Notably, the comparison between the two subgroups (5 mg and 10 mg) revealed no statistically significant difference (P = 0.36, I² = 0%), indicating similar effects on hippocampal atrophy without variability between the dosages. This finding raises further questions regarding the dose-response relationship and suggests that the benefits of higher dosages may not be substantially greater than those at lower dosages in terms of hippocampal atrophy reduction. The 5 mg group presented with lower MMSE scores and had a higher proportion of females compared to males, which may influence the results. Notably, two studies included in this group focused on patients with AD and vascular dementia. In contrast, the 10 mg group had higher MMSE scores and a lower proportion of females, with three studies focused on MCI and one study on AD.

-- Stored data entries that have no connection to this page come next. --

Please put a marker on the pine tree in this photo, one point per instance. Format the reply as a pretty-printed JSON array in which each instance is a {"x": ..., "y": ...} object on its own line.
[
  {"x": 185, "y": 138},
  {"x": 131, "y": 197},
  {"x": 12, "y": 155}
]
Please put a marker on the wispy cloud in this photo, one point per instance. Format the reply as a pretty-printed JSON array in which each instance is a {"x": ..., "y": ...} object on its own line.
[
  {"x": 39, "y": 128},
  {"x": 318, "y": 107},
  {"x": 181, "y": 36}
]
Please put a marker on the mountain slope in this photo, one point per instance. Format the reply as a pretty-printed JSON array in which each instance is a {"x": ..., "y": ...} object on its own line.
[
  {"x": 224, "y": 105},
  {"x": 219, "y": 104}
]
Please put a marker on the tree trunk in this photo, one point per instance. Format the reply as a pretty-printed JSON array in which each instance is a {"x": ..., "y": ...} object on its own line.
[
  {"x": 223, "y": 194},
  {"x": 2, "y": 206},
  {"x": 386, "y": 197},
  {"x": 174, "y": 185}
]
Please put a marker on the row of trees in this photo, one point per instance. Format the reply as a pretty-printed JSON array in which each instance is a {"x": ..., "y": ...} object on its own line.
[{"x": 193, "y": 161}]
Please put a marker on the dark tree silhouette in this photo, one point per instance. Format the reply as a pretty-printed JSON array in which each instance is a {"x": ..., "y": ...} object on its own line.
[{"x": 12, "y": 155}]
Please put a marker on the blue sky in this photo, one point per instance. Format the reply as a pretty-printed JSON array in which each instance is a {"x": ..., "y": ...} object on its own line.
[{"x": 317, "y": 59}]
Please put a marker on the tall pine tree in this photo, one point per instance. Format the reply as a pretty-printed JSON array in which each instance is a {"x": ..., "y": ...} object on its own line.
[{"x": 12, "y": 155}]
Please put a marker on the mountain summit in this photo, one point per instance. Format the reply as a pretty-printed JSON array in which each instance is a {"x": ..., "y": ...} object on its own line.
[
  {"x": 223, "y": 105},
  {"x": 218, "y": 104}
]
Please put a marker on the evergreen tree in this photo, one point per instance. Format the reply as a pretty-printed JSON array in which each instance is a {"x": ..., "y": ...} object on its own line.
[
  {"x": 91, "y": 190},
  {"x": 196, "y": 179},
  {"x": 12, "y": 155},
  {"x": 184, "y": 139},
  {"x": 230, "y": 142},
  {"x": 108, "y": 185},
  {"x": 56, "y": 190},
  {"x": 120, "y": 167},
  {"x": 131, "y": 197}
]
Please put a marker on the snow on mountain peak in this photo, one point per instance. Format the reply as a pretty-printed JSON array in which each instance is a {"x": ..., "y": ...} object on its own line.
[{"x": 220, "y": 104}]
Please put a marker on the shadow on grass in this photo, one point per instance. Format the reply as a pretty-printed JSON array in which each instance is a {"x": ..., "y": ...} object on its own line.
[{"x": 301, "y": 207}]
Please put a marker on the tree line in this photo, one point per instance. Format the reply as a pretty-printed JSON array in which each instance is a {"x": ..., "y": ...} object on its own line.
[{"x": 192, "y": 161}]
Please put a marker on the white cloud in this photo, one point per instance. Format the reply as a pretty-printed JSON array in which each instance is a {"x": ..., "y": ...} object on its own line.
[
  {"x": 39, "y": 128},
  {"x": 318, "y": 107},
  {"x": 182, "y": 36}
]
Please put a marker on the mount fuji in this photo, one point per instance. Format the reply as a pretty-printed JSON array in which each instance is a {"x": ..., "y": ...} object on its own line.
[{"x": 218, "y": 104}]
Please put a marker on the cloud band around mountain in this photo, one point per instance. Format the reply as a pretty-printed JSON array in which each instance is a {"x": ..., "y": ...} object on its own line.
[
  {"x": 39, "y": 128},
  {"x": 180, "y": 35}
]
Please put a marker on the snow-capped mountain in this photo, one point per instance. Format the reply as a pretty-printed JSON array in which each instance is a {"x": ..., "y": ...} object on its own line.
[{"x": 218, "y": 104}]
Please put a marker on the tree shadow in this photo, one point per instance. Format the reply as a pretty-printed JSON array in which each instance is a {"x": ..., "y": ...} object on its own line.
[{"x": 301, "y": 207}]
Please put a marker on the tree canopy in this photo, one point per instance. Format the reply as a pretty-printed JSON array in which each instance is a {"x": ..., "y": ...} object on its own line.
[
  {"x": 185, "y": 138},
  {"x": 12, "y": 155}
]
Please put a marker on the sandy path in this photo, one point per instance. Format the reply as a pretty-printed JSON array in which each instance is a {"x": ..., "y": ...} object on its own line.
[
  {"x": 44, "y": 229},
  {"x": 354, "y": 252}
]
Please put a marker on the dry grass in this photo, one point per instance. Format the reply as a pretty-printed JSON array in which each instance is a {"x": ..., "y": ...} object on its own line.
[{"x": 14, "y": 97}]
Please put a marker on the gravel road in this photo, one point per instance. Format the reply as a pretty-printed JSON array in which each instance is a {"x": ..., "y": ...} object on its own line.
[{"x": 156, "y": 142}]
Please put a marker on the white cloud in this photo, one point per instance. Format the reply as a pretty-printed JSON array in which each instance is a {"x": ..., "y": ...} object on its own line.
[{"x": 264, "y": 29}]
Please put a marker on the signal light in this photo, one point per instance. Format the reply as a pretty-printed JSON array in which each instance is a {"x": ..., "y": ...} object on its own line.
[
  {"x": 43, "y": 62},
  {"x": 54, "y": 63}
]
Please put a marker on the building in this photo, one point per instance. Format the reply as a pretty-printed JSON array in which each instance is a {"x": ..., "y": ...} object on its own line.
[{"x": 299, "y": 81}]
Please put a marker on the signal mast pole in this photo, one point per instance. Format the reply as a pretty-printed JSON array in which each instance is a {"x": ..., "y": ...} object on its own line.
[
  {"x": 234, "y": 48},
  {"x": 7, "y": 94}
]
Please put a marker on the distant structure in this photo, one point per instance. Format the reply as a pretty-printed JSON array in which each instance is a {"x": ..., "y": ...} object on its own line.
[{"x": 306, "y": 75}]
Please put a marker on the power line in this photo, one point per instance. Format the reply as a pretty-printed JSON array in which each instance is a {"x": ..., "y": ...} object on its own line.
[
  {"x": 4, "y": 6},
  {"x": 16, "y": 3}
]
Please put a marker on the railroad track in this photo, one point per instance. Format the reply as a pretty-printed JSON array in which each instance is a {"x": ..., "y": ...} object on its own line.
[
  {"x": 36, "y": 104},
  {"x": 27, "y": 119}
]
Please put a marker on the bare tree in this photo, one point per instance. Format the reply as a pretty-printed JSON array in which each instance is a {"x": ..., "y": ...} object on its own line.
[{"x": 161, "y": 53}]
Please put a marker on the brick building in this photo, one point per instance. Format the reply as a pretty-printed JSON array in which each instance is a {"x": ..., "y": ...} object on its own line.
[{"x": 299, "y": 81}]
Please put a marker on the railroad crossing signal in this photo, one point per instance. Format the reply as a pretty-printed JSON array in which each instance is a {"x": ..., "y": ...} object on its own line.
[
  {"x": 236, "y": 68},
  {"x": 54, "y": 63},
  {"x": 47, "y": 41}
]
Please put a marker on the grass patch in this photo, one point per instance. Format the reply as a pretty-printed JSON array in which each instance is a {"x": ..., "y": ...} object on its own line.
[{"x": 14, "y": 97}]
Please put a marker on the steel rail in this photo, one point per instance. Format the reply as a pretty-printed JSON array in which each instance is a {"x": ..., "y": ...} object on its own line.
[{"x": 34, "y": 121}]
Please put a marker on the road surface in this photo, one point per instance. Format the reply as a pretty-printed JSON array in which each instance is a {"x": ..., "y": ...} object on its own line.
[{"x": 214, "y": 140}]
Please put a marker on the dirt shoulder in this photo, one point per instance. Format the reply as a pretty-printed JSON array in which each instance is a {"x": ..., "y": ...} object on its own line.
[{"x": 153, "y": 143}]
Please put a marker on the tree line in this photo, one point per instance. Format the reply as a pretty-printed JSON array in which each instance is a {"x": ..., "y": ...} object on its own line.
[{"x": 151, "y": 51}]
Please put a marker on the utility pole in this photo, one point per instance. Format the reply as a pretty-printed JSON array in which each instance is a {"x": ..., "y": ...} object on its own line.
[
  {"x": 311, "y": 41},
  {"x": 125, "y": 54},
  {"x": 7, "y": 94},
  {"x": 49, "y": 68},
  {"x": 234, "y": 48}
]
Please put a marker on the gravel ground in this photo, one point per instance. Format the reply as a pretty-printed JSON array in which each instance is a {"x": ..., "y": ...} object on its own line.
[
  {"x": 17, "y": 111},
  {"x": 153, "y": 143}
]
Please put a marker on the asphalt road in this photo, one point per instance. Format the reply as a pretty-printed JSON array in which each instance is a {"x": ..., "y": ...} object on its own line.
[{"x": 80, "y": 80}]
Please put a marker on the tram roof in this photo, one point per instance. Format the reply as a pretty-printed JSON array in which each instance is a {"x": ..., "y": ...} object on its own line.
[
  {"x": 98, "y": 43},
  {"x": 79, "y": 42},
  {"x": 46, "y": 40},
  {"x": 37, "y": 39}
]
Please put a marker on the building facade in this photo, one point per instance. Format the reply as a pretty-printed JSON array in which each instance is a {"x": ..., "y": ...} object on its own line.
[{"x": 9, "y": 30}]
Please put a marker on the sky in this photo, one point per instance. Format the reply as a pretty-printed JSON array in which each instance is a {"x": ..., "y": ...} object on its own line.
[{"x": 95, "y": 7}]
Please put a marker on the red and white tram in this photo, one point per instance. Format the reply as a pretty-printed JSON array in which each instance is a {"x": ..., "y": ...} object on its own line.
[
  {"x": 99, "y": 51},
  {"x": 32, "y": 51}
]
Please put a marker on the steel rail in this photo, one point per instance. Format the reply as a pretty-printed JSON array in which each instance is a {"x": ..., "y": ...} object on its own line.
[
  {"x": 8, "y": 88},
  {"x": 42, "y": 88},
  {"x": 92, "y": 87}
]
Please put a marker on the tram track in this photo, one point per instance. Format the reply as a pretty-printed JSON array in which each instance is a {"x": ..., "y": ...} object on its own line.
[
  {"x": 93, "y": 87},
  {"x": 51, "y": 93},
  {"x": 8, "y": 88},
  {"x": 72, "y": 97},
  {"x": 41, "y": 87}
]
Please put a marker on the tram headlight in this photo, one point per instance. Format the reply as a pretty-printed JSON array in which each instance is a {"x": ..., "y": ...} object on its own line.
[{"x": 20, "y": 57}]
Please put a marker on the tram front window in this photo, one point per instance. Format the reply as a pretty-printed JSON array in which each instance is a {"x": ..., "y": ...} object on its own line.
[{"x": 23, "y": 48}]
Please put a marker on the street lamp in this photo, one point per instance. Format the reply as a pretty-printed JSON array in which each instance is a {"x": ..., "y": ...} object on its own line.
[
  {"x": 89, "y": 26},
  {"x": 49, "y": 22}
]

Cognitive assessment between baseline and endpoint of treatment
Only three studies reported neuropsychological assessments post-treatment, revealing varied outcomes regarding the efficacy of donepezil.
Jack et al.. and Moon et al.. found that donepezil-treated groups exhibited significant improvements in cognitive symptoms compared to placebo. Jack et al.. reported a negative correlation between the rate of hippocampal atrophy and cognitive performance measured by MMSE and CDR (MMSE: r = -0.38, CDR: r = -0.49, p < 0.001). This suggests that increased hippocampal atrophy is associated with cognitive decline. Moon et al.. found a positive correlation between K-MMSE scores and grey matter volume in the hippocampus (p = 0.001), indicating that cognitive improvement is linked to maintained hippocampal structure.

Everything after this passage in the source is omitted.